Today, many printers try to build websites capable of selling to millions. Ain’t gonna happen. Sure, there’s Vista Print and perhaps you do have a brilliant idea. But the 20,000+ or whatever number of printers of this size should be focused on using the web to service a focused group of customers.

Back in 1999, we called a big yellow pages ad “selling.” Today, we replace it with “networking events” that largely turn out to be, as one printer told me, “not working” events. Speaking of useless, many have focused their energies on social media while still avoiding selling something to someone. It’s the hint-hope method. You hint that you print and hope they will ask to buy.
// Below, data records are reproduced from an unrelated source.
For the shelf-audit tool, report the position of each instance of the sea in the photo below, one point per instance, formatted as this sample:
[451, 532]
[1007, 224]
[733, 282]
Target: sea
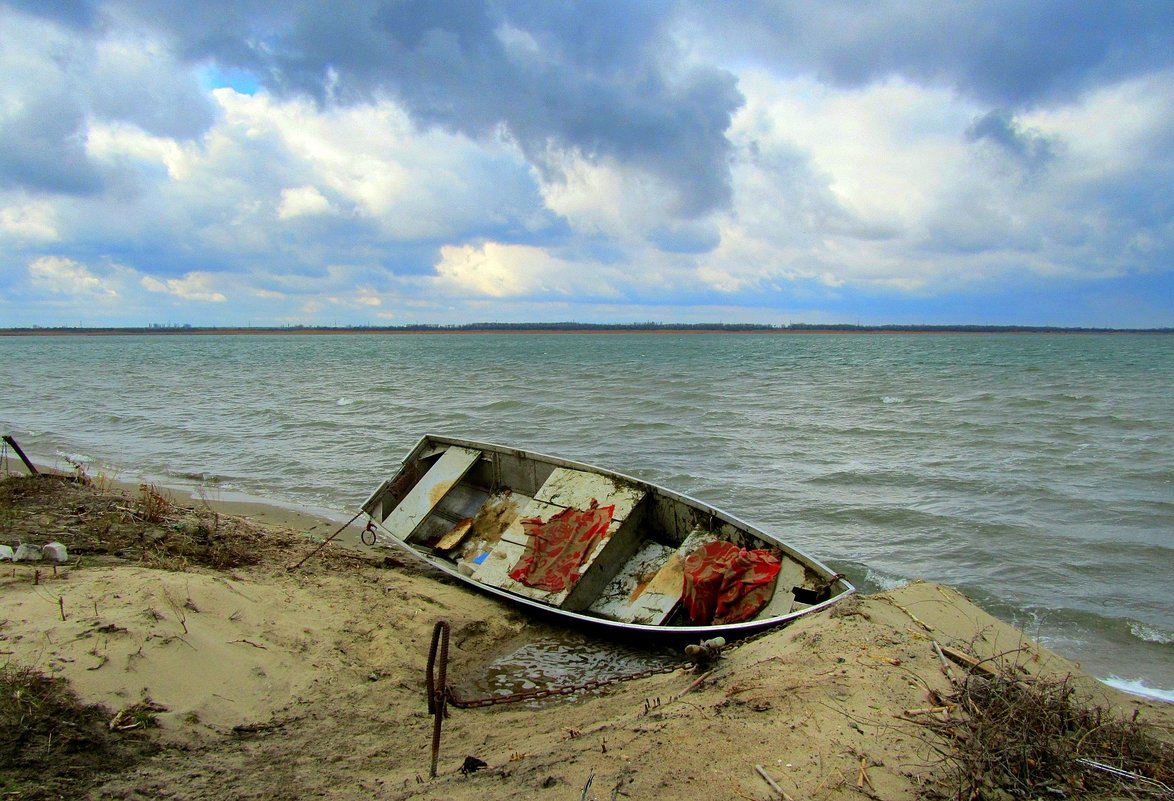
[1032, 471]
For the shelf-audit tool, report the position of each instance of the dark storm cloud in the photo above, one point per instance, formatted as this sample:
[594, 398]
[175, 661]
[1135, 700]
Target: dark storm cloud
[1002, 128]
[1005, 53]
[598, 79]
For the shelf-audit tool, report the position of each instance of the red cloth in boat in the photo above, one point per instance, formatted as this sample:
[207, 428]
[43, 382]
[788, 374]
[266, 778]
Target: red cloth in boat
[558, 547]
[724, 583]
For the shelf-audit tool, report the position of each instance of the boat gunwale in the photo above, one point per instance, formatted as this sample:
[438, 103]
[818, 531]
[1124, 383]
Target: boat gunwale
[742, 627]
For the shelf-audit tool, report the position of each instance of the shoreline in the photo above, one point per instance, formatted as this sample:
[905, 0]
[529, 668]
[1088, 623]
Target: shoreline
[321, 524]
[554, 329]
[269, 682]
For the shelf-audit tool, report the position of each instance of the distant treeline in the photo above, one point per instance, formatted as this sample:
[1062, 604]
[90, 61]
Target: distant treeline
[423, 328]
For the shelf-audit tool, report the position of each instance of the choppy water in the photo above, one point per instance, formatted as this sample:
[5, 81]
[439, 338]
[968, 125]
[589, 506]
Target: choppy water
[1034, 472]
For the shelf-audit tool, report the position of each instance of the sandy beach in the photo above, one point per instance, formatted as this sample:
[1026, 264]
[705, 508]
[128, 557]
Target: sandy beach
[244, 679]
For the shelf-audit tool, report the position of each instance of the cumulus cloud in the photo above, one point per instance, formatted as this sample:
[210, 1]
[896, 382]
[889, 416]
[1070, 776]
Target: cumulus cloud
[294, 161]
[302, 201]
[193, 287]
[65, 276]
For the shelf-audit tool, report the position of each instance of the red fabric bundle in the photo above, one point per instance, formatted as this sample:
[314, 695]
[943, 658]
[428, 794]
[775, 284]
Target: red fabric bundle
[558, 547]
[724, 583]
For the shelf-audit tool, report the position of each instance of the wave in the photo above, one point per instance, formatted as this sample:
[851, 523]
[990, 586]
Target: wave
[1151, 633]
[1139, 687]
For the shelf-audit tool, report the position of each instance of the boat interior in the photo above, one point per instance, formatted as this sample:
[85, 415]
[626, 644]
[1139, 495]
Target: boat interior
[464, 510]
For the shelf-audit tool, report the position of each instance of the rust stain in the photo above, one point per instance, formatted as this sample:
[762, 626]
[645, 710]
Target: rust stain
[494, 517]
[439, 491]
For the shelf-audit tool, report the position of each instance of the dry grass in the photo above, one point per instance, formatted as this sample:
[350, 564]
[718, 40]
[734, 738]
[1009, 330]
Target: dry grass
[148, 527]
[51, 744]
[1012, 738]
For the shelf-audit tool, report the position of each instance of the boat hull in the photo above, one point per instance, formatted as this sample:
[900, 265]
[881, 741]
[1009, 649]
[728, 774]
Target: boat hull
[465, 507]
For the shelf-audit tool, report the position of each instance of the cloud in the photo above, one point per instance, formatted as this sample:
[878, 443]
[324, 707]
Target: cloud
[302, 201]
[193, 287]
[65, 276]
[1003, 53]
[298, 162]
[34, 221]
[559, 79]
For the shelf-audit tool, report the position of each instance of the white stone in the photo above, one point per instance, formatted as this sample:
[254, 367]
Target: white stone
[55, 552]
[26, 552]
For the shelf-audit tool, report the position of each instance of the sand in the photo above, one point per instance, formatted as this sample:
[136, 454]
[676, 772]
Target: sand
[302, 684]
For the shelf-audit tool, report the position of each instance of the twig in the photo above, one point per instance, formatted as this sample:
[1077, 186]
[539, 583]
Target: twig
[591, 778]
[774, 785]
[1125, 774]
[862, 779]
[926, 711]
[945, 665]
[693, 686]
[325, 542]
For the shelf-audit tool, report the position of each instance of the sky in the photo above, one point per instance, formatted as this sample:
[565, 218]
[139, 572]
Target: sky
[391, 162]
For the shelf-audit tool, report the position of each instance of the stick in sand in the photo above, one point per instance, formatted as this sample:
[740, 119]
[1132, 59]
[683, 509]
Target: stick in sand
[774, 785]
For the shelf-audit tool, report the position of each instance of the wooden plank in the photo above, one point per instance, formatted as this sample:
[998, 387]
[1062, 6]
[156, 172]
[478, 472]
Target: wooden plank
[649, 586]
[494, 569]
[430, 491]
[577, 489]
[632, 596]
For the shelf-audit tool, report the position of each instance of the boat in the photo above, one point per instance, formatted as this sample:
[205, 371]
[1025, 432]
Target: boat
[591, 545]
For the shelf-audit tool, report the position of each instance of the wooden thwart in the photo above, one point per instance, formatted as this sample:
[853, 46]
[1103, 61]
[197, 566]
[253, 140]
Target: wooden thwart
[431, 490]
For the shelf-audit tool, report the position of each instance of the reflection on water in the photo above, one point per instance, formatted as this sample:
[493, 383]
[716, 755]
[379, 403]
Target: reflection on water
[557, 660]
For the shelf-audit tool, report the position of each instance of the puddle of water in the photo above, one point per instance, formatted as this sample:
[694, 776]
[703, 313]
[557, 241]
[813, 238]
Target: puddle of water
[559, 660]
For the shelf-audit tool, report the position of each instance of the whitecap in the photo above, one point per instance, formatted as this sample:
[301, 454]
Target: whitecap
[1151, 634]
[1139, 687]
[883, 583]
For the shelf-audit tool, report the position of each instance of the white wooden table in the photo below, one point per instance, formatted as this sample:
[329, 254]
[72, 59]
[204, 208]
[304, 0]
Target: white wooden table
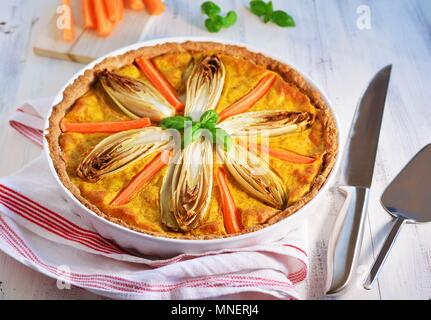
[328, 45]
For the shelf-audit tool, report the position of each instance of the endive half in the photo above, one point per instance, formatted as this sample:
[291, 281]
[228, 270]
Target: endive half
[121, 149]
[135, 98]
[271, 123]
[204, 86]
[187, 187]
[254, 175]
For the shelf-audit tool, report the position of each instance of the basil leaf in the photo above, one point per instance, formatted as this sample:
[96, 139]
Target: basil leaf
[210, 9]
[282, 19]
[258, 7]
[176, 122]
[214, 24]
[230, 19]
[209, 119]
[268, 12]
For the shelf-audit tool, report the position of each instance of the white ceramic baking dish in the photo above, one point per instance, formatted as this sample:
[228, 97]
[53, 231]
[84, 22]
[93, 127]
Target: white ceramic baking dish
[147, 244]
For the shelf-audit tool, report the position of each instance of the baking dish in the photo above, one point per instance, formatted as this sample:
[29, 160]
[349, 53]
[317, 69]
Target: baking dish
[162, 246]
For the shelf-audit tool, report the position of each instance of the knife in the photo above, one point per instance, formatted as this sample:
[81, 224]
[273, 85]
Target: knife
[356, 177]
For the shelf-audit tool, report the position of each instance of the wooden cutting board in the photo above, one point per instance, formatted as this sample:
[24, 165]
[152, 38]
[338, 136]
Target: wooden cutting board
[88, 45]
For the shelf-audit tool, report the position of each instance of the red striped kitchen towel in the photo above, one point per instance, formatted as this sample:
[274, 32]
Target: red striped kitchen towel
[38, 229]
A few do use social media appropriately and are seeing results. But understand it thoroughly, be able to write and have a plan (sales funnel if you will). Otherwise, don’t frit away hours avoiding asking someone to buy something.

Real business is found among those who need to buy what we do – whether it is direct mail or email broadcasting. Our job is to find them, visit them and help them with their real work. They are readily identifiable yet most of us still don’t have a database of prospects. Those who do often don’t have enough information.

We still do work we shouldn’t. A printer had problems pricing 40+ sheet (signature) booklets because her bookletmaker won’t do 20 signatures and there was no one to broker it to. Further, she priced it low because the customer needed a low price. Sell what we do, not what we don’t and price it for profit always.

We still organize around people and not functions. We hire someone who can only work from ten to two, so we settle and spend our spare-time filling in for them. Organize around functions, not people.

Avoid complex and convoluted invoicing systems. I don’t care how the bookkeeper wants to do it that way. And I don’t care if she’s your wife. Okay, you care but you need to work it out because if you are duplicating work that doesn’t need to be done; that’s waste.

Analyze less and sell more. Analysis without action means spit.

Make it easier to multi-task. Place functions nearby so the CSR can help with bindery and answer the phone at the same time.

And finally, establish a daily minimum sales requirement. Post it on your bathroom mirror and don’t come home until you have reached it.

Let’s summarize. Companies at this level don’t have good financials and don’t work with a budget. As a result we gamble on expansion. Sometimes we win, but often we lose. Understand what our business really is and where our customers are located. Use our marketing and sales time wisely. Sell where we are, not where we’re not. Sell what we do, not what we don’t.

And, if our business is in trouble, then pledge to close it within two years unless we can fix it: meaning we will earn more money and have more time with our family than if we did anything else. And if we can’t, close it up and go do that something else.